DocuMine Documentation

Extract term contained in an entity dictionary

When searching to extract one of numerous potential matches, create an entity with dictionary in DocuMine. This allows for the creation of rules that extract applicable dictionary matches from documents/layout elements.

For detailed information on creating an entity with a dictionary, please see Entities and Non-dictionary vs. dictionary entities.

The following rule serves as an example. It targets sections containing animal species, extracts them, and creates the respective entitiess.

The following rule serves as an example. It targets sections that contain animal species, extracts the species, and creates the respective entities for them.

To make your rule work, you need a representation of the entity (“species”) that your rule can refer to: Create a “species” entity in the DocuMine settings, and fill its dictionary with the animal species you want to detect in your documents.

rule "DOC.5.2: Species"
    when
        FileAttribute(label == "OECD Number", valueEqualsAnyOf("402","403"))
        $section: Section(hasEntitiesOfType("species"))
    then
        $section.getEntitiesOfType("species").forEach(entity -> {
            entity.apply("DOC.5.2", "Species found.");
            entity.setValue(entity.getValue().toLowerCase());
        });
    end

Syntax

Explanation

rule "T.5.0"

Name of the rule

Each rule must have a unique name. For further information, please see Rule naming.

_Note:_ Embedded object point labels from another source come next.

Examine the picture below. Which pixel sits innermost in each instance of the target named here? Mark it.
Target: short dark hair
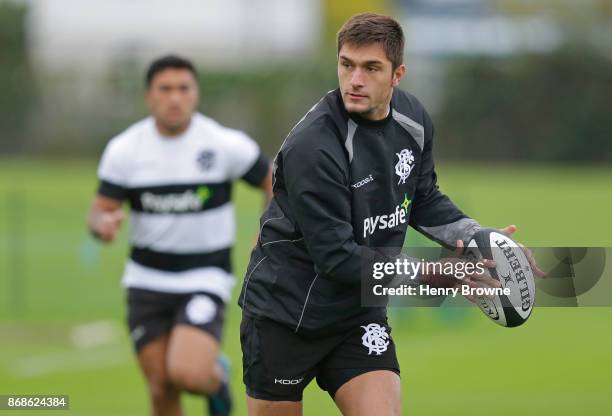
(367, 28)
(168, 61)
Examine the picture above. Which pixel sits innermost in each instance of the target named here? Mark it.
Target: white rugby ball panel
(512, 271)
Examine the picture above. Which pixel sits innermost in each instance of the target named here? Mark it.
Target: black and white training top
(344, 188)
(182, 220)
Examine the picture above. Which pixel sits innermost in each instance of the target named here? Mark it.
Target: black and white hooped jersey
(182, 220)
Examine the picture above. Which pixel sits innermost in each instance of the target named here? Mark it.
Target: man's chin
(356, 108)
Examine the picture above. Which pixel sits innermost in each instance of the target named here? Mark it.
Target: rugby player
(349, 178)
(175, 169)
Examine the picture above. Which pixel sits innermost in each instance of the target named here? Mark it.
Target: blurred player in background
(175, 169)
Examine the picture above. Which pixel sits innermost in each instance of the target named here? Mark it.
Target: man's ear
(398, 74)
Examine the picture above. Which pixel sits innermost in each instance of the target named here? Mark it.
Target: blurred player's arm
(105, 215)
(105, 218)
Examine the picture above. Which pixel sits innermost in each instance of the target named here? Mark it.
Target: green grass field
(62, 310)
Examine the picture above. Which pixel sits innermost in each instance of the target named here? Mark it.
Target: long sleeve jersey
(345, 191)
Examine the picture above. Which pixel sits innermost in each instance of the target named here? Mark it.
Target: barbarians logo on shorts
(405, 165)
(375, 339)
(206, 159)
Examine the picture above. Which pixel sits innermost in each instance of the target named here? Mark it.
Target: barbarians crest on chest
(206, 159)
(404, 166)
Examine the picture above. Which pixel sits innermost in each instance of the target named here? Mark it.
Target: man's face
(172, 98)
(367, 78)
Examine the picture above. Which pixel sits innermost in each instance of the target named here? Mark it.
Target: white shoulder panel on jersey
(240, 150)
(115, 162)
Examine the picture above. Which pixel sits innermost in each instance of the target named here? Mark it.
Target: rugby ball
(512, 270)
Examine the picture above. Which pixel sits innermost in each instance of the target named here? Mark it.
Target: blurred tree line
(551, 107)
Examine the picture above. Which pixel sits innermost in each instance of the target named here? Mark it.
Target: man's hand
(511, 229)
(105, 218)
(106, 225)
(474, 280)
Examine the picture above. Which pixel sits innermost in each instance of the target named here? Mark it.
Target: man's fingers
(509, 230)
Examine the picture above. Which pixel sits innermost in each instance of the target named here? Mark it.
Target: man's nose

FileAttribute(label == "OECD Number", valueEqualsAnyOf("402","403"))

Specifies that the rule applies to documents with the “OECD Number” file attribute value “402” or “403”.

$section: Section(hasEntitiesOfType("species"))

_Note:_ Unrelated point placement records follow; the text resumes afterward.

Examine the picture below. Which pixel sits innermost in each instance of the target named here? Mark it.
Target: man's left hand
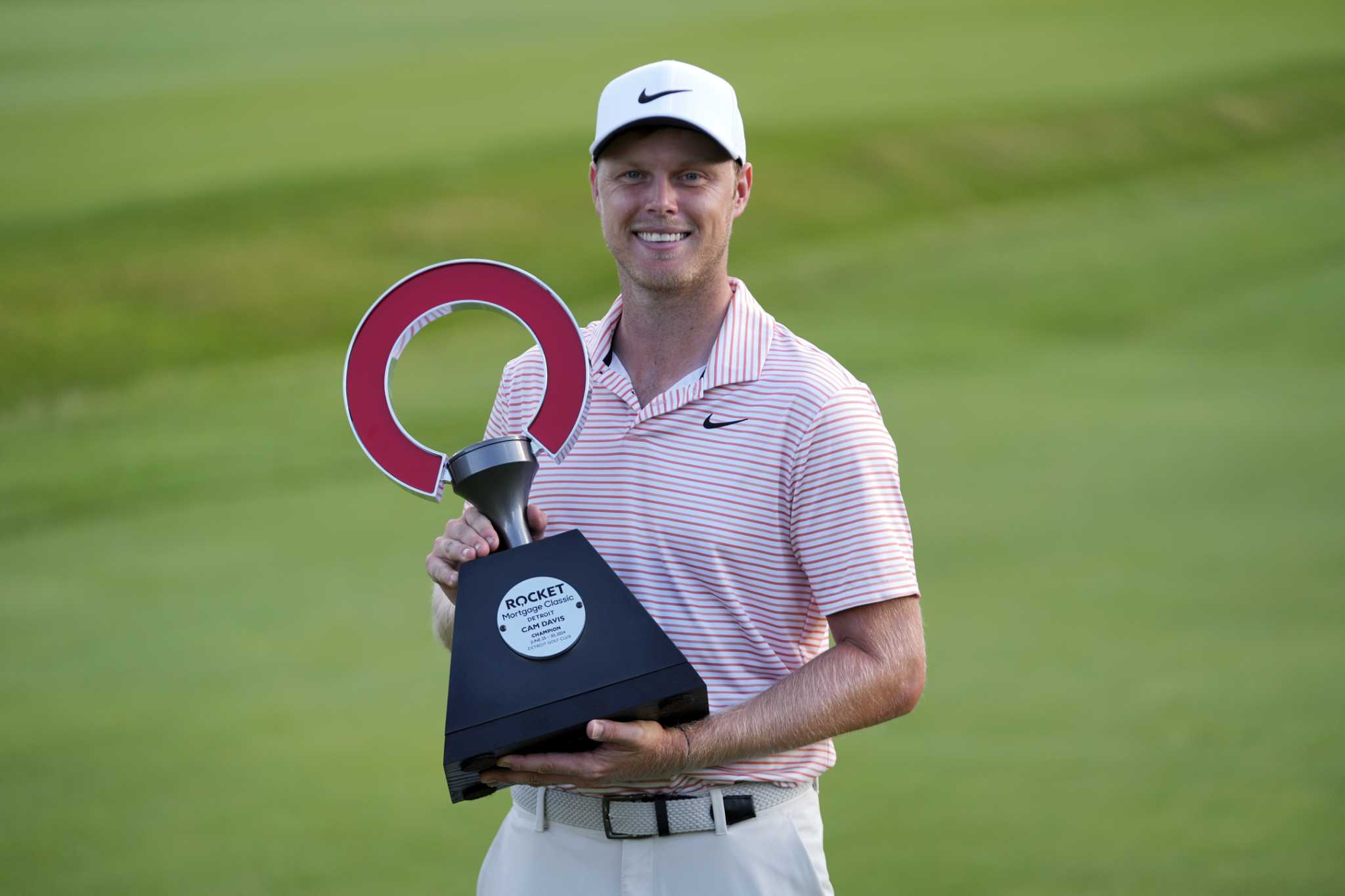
(628, 752)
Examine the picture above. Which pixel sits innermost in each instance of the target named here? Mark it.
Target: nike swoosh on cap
(653, 97)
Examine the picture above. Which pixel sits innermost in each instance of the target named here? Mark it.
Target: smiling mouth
(651, 237)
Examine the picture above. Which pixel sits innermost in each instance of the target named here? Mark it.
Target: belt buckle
(607, 815)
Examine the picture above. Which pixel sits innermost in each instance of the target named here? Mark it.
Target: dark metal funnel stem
(495, 476)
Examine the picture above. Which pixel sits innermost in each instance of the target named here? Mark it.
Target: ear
(743, 190)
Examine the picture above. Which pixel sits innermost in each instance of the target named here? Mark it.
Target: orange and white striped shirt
(741, 508)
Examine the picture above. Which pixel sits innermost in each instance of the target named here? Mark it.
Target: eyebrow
(694, 160)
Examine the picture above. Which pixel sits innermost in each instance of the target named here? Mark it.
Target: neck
(666, 335)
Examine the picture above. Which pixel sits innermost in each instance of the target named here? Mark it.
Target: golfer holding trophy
(726, 498)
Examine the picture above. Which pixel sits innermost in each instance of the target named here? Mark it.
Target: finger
(475, 519)
(455, 551)
(503, 777)
(536, 521)
(615, 733)
(441, 572)
(459, 530)
(576, 765)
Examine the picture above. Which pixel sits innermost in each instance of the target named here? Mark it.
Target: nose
(662, 199)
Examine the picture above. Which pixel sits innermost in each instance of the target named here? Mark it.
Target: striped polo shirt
(740, 508)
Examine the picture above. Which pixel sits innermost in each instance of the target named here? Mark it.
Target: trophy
(546, 636)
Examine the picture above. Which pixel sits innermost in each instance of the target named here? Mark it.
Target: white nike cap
(676, 95)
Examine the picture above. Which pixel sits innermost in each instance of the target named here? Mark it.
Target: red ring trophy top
(546, 636)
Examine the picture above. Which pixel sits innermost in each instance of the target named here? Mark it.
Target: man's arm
(466, 538)
(875, 672)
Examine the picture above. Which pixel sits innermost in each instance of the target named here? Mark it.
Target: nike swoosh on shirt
(653, 97)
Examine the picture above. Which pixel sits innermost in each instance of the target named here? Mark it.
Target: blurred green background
(1090, 257)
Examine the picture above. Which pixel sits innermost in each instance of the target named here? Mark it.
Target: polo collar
(739, 352)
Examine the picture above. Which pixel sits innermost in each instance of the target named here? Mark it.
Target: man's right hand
(467, 538)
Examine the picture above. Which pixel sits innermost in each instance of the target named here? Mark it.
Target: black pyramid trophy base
(623, 667)
(546, 637)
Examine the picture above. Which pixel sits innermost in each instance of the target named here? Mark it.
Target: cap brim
(655, 121)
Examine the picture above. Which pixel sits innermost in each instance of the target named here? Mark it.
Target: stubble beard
(684, 280)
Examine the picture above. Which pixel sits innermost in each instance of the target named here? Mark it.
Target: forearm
(441, 616)
(852, 685)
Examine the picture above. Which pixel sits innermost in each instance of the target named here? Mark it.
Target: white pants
(778, 853)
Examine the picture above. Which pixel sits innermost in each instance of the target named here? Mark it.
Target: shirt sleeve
(498, 425)
(848, 519)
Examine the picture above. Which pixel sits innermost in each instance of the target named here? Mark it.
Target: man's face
(667, 199)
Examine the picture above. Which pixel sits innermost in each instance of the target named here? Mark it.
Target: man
(743, 485)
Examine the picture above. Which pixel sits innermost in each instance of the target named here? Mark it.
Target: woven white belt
(653, 816)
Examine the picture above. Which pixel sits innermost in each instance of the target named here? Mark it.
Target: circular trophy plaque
(541, 617)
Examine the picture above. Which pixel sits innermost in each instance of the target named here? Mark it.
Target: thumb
(613, 733)
(536, 521)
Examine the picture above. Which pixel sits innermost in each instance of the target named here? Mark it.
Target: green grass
(1090, 257)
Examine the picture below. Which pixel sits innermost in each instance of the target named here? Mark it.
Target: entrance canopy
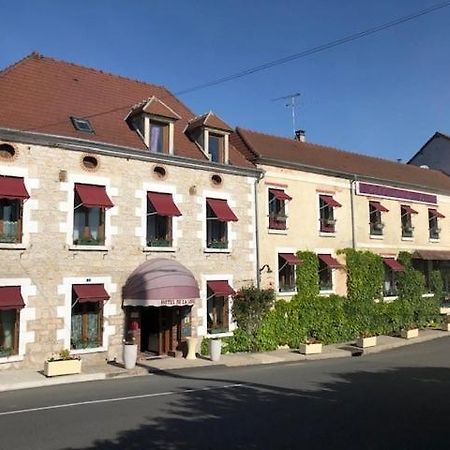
(160, 282)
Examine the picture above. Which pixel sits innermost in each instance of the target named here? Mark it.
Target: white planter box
(409, 334)
(366, 342)
(64, 367)
(310, 349)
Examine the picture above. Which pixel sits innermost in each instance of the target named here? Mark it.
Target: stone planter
(192, 343)
(62, 367)
(410, 334)
(366, 342)
(129, 356)
(215, 348)
(310, 349)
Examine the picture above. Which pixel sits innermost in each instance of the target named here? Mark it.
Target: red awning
(330, 201)
(394, 264)
(93, 196)
(11, 298)
(377, 206)
(13, 188)
(221, 209)
(90, 293)
(163, 204)
(221, 288)
(409, 210)
(290, 258)
(279, 194)
(330, 261)
(436, 213)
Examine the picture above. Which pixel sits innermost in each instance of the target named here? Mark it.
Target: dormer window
(154, 122)
(212, 135)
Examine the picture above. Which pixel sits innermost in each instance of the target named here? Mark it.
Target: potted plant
(366, 339)
(410, 331)
(311, 346)
(62, 364)
(129, 352)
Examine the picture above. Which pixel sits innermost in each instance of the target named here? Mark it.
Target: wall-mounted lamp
(266, 266)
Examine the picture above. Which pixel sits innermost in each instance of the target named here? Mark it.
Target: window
(82, 124)
(218, 306)
(406, 220)
(287, 264)
(218, 214)
(326, 208)
(391, 267)
(375, 222)
(87, 316)
(90, 205)
(277, 209)
(11, 302)
(433, 223)
(216, 147)
(160, 210)
(159, 137)
(12, 195)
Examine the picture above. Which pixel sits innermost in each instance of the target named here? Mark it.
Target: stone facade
(46, 264)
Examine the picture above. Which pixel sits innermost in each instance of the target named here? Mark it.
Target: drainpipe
(352, 209)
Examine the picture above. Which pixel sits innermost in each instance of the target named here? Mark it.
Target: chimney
(300, 135)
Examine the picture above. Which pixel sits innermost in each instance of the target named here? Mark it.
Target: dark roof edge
(347, 175)
(120, 151)
(436, 134)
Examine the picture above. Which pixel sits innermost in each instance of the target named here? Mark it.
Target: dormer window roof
(211, 133)
(154, 121)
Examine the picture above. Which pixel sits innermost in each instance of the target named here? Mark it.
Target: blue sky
(383, 95)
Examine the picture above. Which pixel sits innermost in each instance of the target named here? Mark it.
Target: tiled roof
(255, 145)
(39, 94)
(209, 120)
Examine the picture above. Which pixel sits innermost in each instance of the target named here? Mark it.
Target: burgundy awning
(11, 298)
(290, 258)
(394, 264)
(330, 261)
(221, 288)
(93, 196)
(330, 201)
(409, 210)
(279, 194)
(160, 282)
(13, 188)
(377, 206)
(435, 213)
(90, 293)
(221, 209)
(163, 204)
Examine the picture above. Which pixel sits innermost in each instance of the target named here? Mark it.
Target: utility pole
(292, 105)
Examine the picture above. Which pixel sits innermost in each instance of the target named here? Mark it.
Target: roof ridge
(7, 68)
(337, 150)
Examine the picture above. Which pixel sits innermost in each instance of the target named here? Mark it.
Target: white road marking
(117, 399)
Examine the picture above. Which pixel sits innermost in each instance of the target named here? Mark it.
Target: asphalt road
(394, 400)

Targets sections that contain entities of the type “species” and binds them to the “$section” variable.”

$section.getEntitiesOfType("species").forEach(entity -> {...});

Iterates over each entity of type "species" in the matched sections and applies the specified actions to each entity.

entity.apply("DOC.5.2", "Species found.");

Applies the "DOC.5.2" identifier and the message "Species found." to each entity created.

entity.setValue(entity.getValue().toLowerCase());

Modifies the value of each matched entity to lowercase.

Notice

For further information about the methods listed in the table, please refer to the Javadoc.